Wednesday, January 15, 2014

These Moments

It is in these moments that I know that God is here, near and cares.  Over the past month life as I know it has been flipped turned upside down.  Selah Jovi B. entered this world at 25 weeks.  As a doula I have never faced a situation like this.  She is coming too early, how can this be?  Yet, I am overwhelmed with the feeling that she will be okay. 
There are 100's of things I never want to forget about her life... things too precious to share even here.  But there are things I will miss because she is gone.  The first time she calls me "Mama Christie".  Her first sleep over at Mama Christie's.  The bond that comes with all my "babies".  Letting her watch Barbie movies.  Seeing her grow up in our fellowship.  Yet all these things God knew would never happen.

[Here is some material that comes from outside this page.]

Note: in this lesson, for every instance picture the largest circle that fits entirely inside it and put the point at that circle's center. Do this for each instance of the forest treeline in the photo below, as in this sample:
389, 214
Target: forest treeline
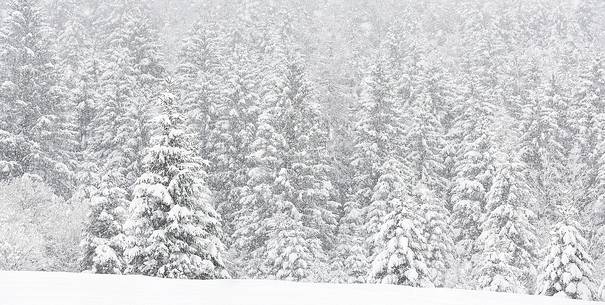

 He knew all her days before one of them came to be.  All 23 of them.  A number so small, yet so profound.  A number of days that will forever change the course of my history along with everyone at our fellowship.

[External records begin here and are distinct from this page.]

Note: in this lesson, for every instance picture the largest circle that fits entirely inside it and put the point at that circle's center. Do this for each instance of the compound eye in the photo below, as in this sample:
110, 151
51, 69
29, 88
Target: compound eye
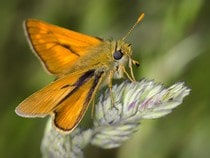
118, 55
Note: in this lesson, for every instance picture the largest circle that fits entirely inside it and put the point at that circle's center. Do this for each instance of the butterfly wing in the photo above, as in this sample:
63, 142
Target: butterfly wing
66, 99
58, 48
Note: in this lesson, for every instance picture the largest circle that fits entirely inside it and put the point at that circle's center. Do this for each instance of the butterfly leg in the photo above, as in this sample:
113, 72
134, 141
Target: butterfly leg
110, 86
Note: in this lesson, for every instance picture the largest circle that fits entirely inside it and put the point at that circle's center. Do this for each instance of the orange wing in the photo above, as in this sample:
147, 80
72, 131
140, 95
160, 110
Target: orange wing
58, 48
66, 99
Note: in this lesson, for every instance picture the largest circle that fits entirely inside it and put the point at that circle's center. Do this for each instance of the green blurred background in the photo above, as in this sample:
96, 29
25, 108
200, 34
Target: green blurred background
172, 44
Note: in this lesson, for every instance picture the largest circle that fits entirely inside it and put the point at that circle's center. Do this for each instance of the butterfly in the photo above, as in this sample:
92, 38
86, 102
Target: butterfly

She brought us close to our Savior.  Her Savior.  She taught us to stop, pause and think about Him.  He doesn't sleep or slumber.  He is not weak or slow.  He has proven Himself strong on her behalf and I am thankful.
 I do not know for sure what life will be like with Jesus... but I hope that along with meeting my 1st child, hugging all those who have gone before me, that He would be gracious enough to allow me to meet Selah and know that she was one of my babies... as I was doing the work He has gifted me to do.

I love you Selah... but Jesus loves you more.